A controlled in-domain experiment on UP5 further demonstrates the ability of FT–MDN–T to warm-start fine-tuning on expanded target schemas. The model pretrained on shared features immediately benefits from additional features upon schema expansion, with accelerated convergence and higher asymptotic accuracy compared to scratch training.
Figure 4: Expanding to full feature schema (from 37 to 317 features) yields faster and better learning via pretraining and fine-tuning.
Real-World and Simulated Transfer Experiments
Cross-portfolio transfer from GCD (loans) to UP5 (bonds) elucidates the impact of domain and schema mismatch. TL significantly boosts predictive accuracy and lowers error in small target data regimes. The best results are obtained by pretraining on the shared feature subset and then fine-tuning on all available UP5 features, highlighting the importance of strict schema alignment at pretraining for optimal transfer.

Figure 6: Cross-portfolio GCD→UP5 transfer—TL (shared→full) achieves highest R2 and lowest MAE in sparse-target regimes.
Extensive controlled Monte Carlo simulations allow systematic variation of shift intensity, target sample size, and schema overlap. FT–MDN–T is robust to covariate and conditional shifts but is challenged by strong label shift, where RR marginal distributions diverge substantially between domains. The model is consistently sample-efficient: pretraining accelerates downstream performance and is especially critical when target-labeled data is severely limited.
Figure 7: FT–MDN–T provides transfer benefits across all heterogeneity regimes; XGBoost is unstable under feature schema mismatch.
Figure 9: R2 degrades only mildly under covariate/conditional shift, but label shift severely impacts all models, with FT–MDN–T most robust.
Figure 10: Pretraining significantly boosts performance when target data is scarce, but benefits diminish as nt increases.
Practical and Theoretical Implications
The results provide strong evidence for the value of feature-aware, distributional TL architectures in credit risk applications. Practitioners should leverage TL chiefly when target data is limited, feature overlap is moderate, and label distributions are not heavily divergent. The integration of categorical embeddings and token-level masking allows for practical deployment in environments characterized by ad hoc, evolving feature schemas—an omnipresent reality in operational lending systems.
FT–MDN–T's capacity for full conditional density estimation is particularly salient in applications like stress-testing and tail-risk analysis, where accurate modeling of multimodal and heavy-tailed RR distributions is non-negotiable.
From a theoretical stance, the findings delineate the operational boundaries of TL under heterogeneous schema and distributional shift, underscoring that label shift remains the limiting factor for effective model reuse. The approach provides a foundation for extending transformer-based tabular TL beyond the credit domain, especially in structured data environments where missingness and heterogeneity are normative.
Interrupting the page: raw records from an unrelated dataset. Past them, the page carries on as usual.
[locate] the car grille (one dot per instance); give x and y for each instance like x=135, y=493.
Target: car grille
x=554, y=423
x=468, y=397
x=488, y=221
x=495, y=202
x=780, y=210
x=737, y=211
Directions for Future Research
Explicit integration of label-shift correction—potentially via domain-adversarial training or semi-supervised techniques—remains an open direction. Evaluations that emphasize calibration and risk-distribution alignment, beyond mean and R2, will further improve risk-sensitive applications. Moreover, deploying FT–MDN–T within test-time adaptation regimes could address settings with dynamic or unobserved target shifts.
Conclusion
FT–MDN–Transformer advances transfer learning for RR prediction by supporting heterogeneous feature spaces, explicitly modeling recovery distribution shape, and offering robust performance under a spectrum of distributional and schema shifts. TL delivers its strongest gains in the low-data regime and with moderate feature and label alignment. However, substantial label shift remains the primary challenge, and schema-aligned pretraining is often superior to full-feature pretraining when domain gaps are large. These insights inform both applied risk management and further methodological development in TL for tabular structured data, with implications for any domain facing distributional heterogeneity and data scarcity.